Can the promise of the Promise Neighborhoods be realized? We believe the answer is "yes." However we also believe that doing so will require an unusual degree of discipline and clarity: from policy makers, who will be pressured to base crucial decisions—like choosing the neighborhoods—on political considerations rather than objective criteria; and from community leaders, who will understandably be tempted, given the challenges their neighborhoods face, to spread the available resources too thinly to effect real change. The grounds for both beliefs come from Bridgespan’s experience over the past decade working with organizations—including HCZ—that are focused on dramatically improving equity and outcomes for poor children across America. Promise Neighborhoods is a once-in-a-generation opportunity that challenges all of us to do whatever we can to help realize its potential. In that spirit, what follow are five lessons Bridgespan has learned about the tradeoffs Promise Neighborhoods leaders are destined to confront and the choices that can help to ensure those tradeoffs are made successfully—so that they really do begin to break the cycle of poverty: - The Promise Neighborhoods will need to have common success measures focused on educational outcomes for young people. Other critical challenges a neighborhood faces, such as violence and unemployment, should be addressed selectively, as a means-to-the-end of educational success.
- Because the pressure to show results in the near-term will be enormous, evidence-based programs and approaches must be critical building blocks for the Promise Neighborhoods. Initially this will also mean focusing on points in the educational pipeline where there is the greatest opportunity for impact.
- Carefully selecting and defining the boundaries of each Promise Neighborhood is crucial to delivering on the goal of fundamentally breaking the cycle of inter-generational poverty. Each neighborhood must be small enough to allow the available resources to reach enough children and families to make a real difference.

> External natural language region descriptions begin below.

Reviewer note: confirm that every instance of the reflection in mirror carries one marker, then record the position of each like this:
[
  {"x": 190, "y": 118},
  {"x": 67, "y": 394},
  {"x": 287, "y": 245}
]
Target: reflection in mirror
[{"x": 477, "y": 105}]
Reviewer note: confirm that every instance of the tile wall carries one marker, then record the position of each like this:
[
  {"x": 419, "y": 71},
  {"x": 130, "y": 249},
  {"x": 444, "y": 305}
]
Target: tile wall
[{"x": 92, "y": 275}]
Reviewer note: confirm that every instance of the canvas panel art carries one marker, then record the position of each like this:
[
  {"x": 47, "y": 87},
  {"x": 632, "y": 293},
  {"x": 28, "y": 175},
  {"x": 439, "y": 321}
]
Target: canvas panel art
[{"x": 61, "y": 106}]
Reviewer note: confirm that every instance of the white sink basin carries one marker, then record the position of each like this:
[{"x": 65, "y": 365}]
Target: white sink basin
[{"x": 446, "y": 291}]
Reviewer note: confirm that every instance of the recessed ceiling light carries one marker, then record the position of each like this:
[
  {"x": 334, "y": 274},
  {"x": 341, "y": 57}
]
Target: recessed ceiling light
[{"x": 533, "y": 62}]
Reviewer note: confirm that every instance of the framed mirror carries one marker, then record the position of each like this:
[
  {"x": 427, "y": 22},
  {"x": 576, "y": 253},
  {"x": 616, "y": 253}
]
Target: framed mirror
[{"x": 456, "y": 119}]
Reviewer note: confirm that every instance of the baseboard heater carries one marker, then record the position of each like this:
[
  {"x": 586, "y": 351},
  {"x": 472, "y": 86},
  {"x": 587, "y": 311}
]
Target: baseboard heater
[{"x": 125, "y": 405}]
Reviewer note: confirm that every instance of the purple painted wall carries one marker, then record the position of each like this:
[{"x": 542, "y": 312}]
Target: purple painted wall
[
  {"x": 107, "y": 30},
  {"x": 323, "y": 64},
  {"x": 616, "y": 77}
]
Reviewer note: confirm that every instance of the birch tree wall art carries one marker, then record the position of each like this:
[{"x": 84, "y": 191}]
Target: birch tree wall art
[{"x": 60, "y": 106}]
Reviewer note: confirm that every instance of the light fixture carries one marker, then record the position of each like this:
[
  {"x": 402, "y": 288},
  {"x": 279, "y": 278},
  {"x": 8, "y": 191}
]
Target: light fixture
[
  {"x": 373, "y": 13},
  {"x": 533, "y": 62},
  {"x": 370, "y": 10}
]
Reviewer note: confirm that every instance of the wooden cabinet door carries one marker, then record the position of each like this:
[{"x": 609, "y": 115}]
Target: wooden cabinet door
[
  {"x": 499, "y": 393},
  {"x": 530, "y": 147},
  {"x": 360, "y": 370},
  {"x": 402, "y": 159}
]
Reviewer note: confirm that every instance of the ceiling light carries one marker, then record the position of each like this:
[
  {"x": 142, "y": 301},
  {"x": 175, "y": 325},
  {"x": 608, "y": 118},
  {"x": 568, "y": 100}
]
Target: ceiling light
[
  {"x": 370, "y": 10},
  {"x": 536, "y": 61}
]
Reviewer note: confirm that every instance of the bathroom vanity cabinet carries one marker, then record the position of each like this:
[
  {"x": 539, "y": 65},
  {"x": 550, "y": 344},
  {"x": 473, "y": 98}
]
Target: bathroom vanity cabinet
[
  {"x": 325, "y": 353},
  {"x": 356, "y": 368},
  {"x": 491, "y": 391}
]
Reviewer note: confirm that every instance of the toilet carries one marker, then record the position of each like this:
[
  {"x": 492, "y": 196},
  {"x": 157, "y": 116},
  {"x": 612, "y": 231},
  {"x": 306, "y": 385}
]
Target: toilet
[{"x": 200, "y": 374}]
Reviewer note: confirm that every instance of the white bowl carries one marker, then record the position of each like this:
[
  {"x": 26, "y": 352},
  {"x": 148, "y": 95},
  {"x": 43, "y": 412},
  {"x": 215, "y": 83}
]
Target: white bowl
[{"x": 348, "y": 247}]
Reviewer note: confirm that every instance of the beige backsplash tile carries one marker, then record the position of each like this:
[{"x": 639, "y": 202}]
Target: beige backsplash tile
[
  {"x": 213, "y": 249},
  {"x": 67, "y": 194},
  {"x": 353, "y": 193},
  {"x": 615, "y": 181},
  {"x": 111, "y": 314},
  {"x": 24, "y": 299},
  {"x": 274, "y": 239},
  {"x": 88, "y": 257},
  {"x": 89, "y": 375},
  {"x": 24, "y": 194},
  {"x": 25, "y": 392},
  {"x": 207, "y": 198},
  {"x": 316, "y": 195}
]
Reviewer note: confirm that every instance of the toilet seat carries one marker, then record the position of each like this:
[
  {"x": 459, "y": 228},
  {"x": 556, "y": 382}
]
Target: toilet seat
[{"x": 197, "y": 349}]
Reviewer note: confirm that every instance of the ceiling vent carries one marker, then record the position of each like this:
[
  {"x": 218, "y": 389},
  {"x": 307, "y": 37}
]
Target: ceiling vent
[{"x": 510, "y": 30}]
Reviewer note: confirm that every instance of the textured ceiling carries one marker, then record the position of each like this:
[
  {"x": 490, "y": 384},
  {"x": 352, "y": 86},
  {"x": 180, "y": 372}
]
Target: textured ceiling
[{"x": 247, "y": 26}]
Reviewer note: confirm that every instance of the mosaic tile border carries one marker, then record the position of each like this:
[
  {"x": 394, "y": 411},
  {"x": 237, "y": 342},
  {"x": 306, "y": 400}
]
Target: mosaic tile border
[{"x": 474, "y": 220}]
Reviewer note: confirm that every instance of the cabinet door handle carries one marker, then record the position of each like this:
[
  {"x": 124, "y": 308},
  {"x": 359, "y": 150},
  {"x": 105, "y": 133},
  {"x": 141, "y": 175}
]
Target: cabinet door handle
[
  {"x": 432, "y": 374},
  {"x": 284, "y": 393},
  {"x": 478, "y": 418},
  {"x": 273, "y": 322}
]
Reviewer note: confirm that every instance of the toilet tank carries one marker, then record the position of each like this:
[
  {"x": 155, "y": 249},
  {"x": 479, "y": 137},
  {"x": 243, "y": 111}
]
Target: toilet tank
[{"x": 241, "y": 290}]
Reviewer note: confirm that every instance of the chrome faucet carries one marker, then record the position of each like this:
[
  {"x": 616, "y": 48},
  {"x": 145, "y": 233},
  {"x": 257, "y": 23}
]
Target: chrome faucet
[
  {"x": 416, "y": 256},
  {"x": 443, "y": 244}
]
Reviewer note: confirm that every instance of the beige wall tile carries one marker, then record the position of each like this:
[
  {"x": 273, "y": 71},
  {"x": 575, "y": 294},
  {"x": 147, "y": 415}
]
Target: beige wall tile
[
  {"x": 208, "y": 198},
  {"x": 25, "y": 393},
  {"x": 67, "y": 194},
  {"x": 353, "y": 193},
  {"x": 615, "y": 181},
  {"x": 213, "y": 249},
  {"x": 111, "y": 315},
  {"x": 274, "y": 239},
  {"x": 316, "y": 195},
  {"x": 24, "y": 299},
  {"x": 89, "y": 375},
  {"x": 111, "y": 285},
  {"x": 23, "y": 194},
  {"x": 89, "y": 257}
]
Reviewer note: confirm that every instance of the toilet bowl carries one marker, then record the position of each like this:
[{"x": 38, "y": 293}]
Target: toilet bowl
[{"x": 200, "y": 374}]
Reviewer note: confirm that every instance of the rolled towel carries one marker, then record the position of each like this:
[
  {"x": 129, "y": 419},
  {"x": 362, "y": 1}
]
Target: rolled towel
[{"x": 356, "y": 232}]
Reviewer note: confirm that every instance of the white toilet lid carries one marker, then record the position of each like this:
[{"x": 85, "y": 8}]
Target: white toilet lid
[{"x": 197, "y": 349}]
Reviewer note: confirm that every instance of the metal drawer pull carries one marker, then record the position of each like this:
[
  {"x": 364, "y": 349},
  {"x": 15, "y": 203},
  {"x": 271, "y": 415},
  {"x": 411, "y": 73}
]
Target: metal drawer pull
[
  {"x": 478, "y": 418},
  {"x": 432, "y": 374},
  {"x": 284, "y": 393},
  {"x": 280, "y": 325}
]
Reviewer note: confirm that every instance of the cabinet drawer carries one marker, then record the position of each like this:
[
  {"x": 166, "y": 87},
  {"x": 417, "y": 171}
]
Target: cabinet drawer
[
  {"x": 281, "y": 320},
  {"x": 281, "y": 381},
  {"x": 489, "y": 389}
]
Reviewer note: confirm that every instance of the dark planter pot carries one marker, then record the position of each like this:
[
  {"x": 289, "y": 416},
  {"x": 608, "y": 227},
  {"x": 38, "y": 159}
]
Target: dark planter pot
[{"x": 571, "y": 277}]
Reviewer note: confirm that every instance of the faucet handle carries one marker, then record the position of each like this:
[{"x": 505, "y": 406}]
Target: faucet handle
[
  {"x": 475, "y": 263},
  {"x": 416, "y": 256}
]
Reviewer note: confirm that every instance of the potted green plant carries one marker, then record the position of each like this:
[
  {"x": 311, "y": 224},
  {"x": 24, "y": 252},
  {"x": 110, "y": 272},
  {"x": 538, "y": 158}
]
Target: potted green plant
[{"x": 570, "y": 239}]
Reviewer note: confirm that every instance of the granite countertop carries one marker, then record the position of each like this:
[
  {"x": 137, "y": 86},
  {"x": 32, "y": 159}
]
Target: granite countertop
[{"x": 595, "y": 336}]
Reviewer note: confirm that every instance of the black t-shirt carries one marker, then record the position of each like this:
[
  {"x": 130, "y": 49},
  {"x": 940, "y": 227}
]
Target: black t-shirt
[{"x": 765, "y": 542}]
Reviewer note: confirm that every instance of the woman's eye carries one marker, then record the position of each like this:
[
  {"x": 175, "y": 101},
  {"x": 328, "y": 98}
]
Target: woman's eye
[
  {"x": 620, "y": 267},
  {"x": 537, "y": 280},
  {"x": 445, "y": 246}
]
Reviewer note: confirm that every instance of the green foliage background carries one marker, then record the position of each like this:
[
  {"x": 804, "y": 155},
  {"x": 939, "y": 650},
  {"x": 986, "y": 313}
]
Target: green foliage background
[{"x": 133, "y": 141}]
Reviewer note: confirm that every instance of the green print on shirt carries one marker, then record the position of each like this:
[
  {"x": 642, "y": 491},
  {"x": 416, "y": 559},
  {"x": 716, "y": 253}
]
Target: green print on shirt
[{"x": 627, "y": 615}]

- Bringing the Promise Neighborhoods together into a learning community can yield benefits that reach far beyond the initial participants. Creating such a community will require both a common underlying strategic framework that can be tested and refined across the sites and resources to allow the participants the breathing space to reflect on what is being learned and to adopt successful new practices as they are identified.
- In selecting the Promise Neighborhoods, the capacity of the community-based organization proposing to lead each site—its leadership and management, community relationships, implementation skills and fundraising ability—is likely to be the make-or-break factor.
We hope that these lessons will prove useful for the policy makers at the Department of Education who are designing, and will ultimately select, the Promise Neighborhoods, and for the nonprofit leaders who will be launching those neighborhoods in their own communities. At the same time, we are keenly aware of how much more there is to be said and considered. We are grateful for the feedback we received from sector leaders (many with viewpoints sharply different from our own) who responded to earlier versions of this paper. We hope there will be more such debate as the Promise Neighborhoods continue to be designed, developed, and launched.